Friday, July 1, 2011

It's fair to be conscious of the 1st of July



The conduct of one's seeing, from the exercise of our capacity, to the character of our assimilation of information, to our consolidation and critique of opinion, has recurringly surfaced here as a matter of 'customs in common' as well as of personal ethics. The very comprehension that seeing is conduct is, we think, one of the earliest discoveries an incongruous personality will make in life; but that does not make it uncommendable.


The month of July is pivotal, of course, in the Julian calendar, and presumably everyone is cognisant of July's climax of one almost metabolic adjustment, commencing another. By coincidence, July also figures in the rapport of this page with the friend we refer to in the first person. 


Equidistantly removed from July's diurnal ex-tremes, are two dates which present watersheds internal to the page: the birth of the father of that friend, and the introduction of Laurent. Unportentously, these coincidences naturally invigorate a discussion of seeing which we are grateful to have shared, from our incongruous quadrant, with others acknowledged as Context, especially a tireless Little Augury.


It's fair to be conscious of the first day of July.
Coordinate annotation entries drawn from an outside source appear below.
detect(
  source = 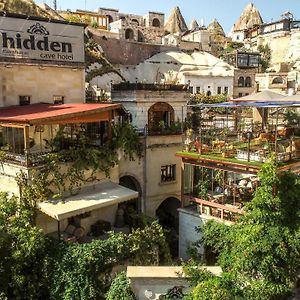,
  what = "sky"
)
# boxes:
[48,0,300,33]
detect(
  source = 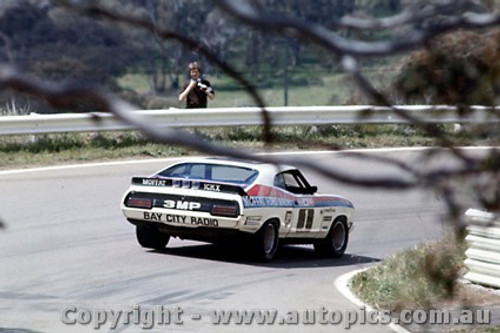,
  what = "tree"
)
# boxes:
[394,30,500,105]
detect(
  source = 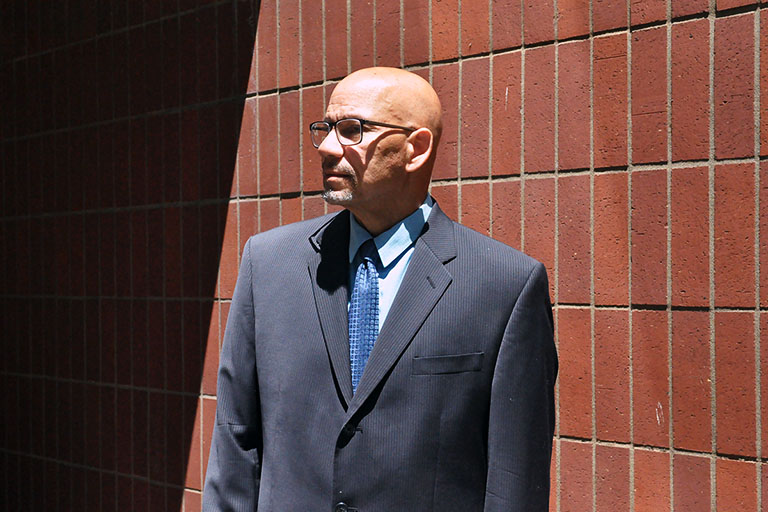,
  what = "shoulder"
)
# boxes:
[246,212,339,257]
[452,221,543,276]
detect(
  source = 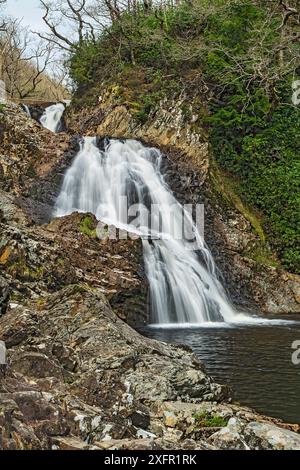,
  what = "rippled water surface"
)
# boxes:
[143,317,300,424]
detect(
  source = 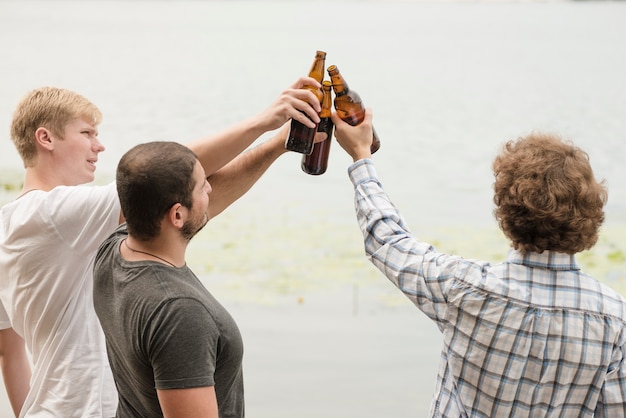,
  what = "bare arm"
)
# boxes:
[0,328,31,416]
[208,123,290,218]
[187,77,321,176]
[331,108,373,162]
[157,386,218,418]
A father writes in from Australia, to say he has a son who reads this page. A lady from Stinson Beach shares mementoes of her family, and a mother from the Peninsula has the charity to thank our praise of her children. How do these people see, we wonder? We admire gentillesse even before we feel it; and often we invoke the act of seeing, without saying so.




Possibly this has not been plain enough, but it is better for a picture's pertinence to be felt. We know ennui with our pictures alleges a lack of enigma, by which is meant the gesture of asking the reader to see what he wants. But we are about exerting sight; and the moment of July's arrival reminds us, as this portrait vigorously portrays, that seeing, while rewarding and obligatory, is always contingent, subject to myriad variables. He sees half on tiptoe in bare feet in a street made of dirt. Yet we feel the immense moment of this conduct and are invested in its outcome. The picture's whole structure is a paean, to conduct which becomes him.